Software and Computer Engineering

Putting SSH behind WireGuard

A common practice for Linux servers is to expose an OpenSSH service for administration, which allows authorized users to get shell access on the remote machine. (Note that Linux hosts around 96% of word's top servers, so pretty much the entire Web runs on Linux).

Last week a very sophisticated supply-chain attack which aimed to introduce a backdoor into the OpenSSH server was caught by chance. Rolling releases, such as Arch Linux, already had the malicious code in the updated machines.

Luckily enough, the wildly more popular distribution choice for servers is Ubuntu/Debian, which follows a slower deployment schedule, and thus had not yet shipped the updated affected code.

While the details of the attack are out of scope of this post, it could just as easily have been gone undetected and hit major distributions in a few months time.

Before last week I'd consider exposing SSH at the default port, with password login disabled (in favor of public key authentication) and root user login disabled, to be just enough security and even the “best practice”, industry-standard way to do it.

Now it seems to be just the time to adopt the newly enhanced best practice of adding an additional layer of security: requiring VPN access through WireGuard.

The way this enhances security is by implementing “defense-in-depth”: Either WireGuard or SSH alone are enough by themselves to implement a secure, authenticated and encrypted communication channel.

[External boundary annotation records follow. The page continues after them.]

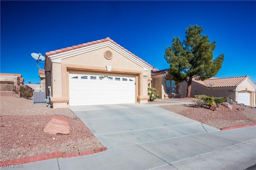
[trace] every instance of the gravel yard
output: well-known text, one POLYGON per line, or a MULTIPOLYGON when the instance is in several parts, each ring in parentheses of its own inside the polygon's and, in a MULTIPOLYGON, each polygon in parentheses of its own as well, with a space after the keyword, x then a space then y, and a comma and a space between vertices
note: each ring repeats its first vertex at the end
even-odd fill
MULTIPOLYGON (((149 104, 170 104, 173 103, 170 102, 172 100, 191 102, 192 99, 170 99, 149 104)), ((32 100, 14 97, 1 96, 0 102, 0 161, 60 151, 63 153, 77 152, 103 146, 68 108, 53 109, 45 104, 33 105, 32 100), (44 132, 44 127, 56 115, 70 119, 69 134, 53 135, 44 132)), ((238 105, 233 105, 232 110, 221 106, 214 112, 189 105, 159 107, 218 128, 256 123, 256 108, 244 107, 244 111, 238 111, 236 109, 243 106, 238 105)))
MULTIPOLYGON (((191 102, 193 98, 168 99, 163 101, 180 101, 191 102)), ((158 103, 159 102, 158 101, 158 103)), ((196 108, 192 105, 168 105, 159 107, 186 117, 221 129, 236 126, 256 123, 256 107, 253 109, 238 105, 232 105, 233 109, 220 105, 218 110, 196 108), (244 108, 239 111, 237 109, 244 108)))
POLYGON ((61 151, 68 153, 103 146, 91 130, 68 108, 33 105, 32 100, 1 96, 0 160, 61 151), (44 132, 55 116, 69 118, 70 134, 44 132))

By requiring a WireGuard VPN connection first to only then get access to the SSH port, falling victim to this same attack method outlined above would require two independent high-visibility projects to be successfully compromised in an undetected manner at the same time, which is very unlikely.

What this attack showed for systems administrators is: Be very careful and selective with every software service you expose to the wider internet.

For example, it is already known that database instances should most likely never have a publicly-facing endpoint, and it now seems that even trusted and battle-tested administration endpoints should not be openly exposed.

NOTE: Changing from the default port or adding a VPN layer might sound like “security-through-obscurity” instead of solving the underlying more serious issue, but in reality it substantially increases the resources it requires on the attacking side to successfully compromise a large number of systems.